They made their exit, Simon flying after them, bawling, “Hey! I’m coming, too, to see you take naught that’s mine!”

“A Wood” was the setting for the next scene, and St. Mildred’s had managed well. The log from the first scene was there, and some enormous scarlet toadstools faced it with a great frog squatting on one of them. The frog, incidentally, was papier mâché and the cause of much trouble among the handcraft experts, but he looked very fine now he was done. Music stole out softly and on to the stage tripped a bevy of Fairies. It should have been a ballet, but most of the ballet dancers belonged to the school proper, so St. Mildred’s had wisely left it to graceful movements and an airy weaving in and out and it was quite as effective as the frog and very pretty. Finally, they fell back to the sides of the stage to reveal a throne—the May Queen’s throne, but now veiled in strips of many-coloured art muslin—on which sat the Fairy Queen—another Old Girl, Peggy Bettany, who had been in her time a most popular Head Girl. At sight of her, the combined school lost its head and yelled, “Peggy!” in concert.
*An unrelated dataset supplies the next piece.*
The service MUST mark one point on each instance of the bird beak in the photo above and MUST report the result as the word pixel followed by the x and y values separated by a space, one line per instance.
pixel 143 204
Peggy blushed furiously. Then she rose with great dignity and sang in a charming mezzo-soprano a welcome to the fairy hall. As she finished, Puss, who all this time had been lying behind the log, sprang up, ran forward and knelt at her feet.

“A boon, oh, Queen—a boon!” he cried.

“Say on,” The Queen replied in a voice nearly as silvery as Verity’s.

“Grant to me the power to help my master in all things!”

“It is granted if you will pay for it,” The Queen replied.

“I will pay. He has been good to me—to all. What is the payment?”

“Over yonder in the next country lives a wicked ogre who has vowed that he will wed the daughter of the king and so become ruler of the land. If you and your master can slay him and save the princess from so dreadful a fate, I will give you the powers you seek.”

“Mistress, ’tis done!” Puss cried. “Give me the words of power and grant to me the gift of speaking in his own tongue that I may advise him.”

The Queen raised her hand. Music stole out and the entire chorus sang softly a verse which, as it was made up of the names of all the herbs St. Mildred’s could remember or find, sounded like so much gibberish to the audience. Suddenly, the stage was blacked out and when the lights came back, it was to a moonlight effect. The throne had vanished, and curled up beneath the toadstools was John, apparently sound asleep. The Cat came bounding on and proceeded to rouse him by taking its tail and brushing his face with the end until he sat up, yawning and stretching.

“Hello, Cat!” he said as he got to his feet. “Where have you been?”

“To visit a friend of mine—and yours,” Puss replied.

John jumped and set the toadstools rocking, whereupon a voice from the wings was distinctly heard by the front rows of the audience to exclaim, “Oh, bother Blossom! I warned her not to stand too near!”

“But—but you can talk! John exclaimed.

“Certainly, if I wish to do so,” Puss replied haughtily.

“Then why did you never do it before? Though on the whole, I’m thankful you didn’t. That beautiful elder brother of mine would certainly never have let me have you if he had heard you. He would have kicked me out into the world alone and sold you to some circus for every penny he could squeeze out of the proprietor.”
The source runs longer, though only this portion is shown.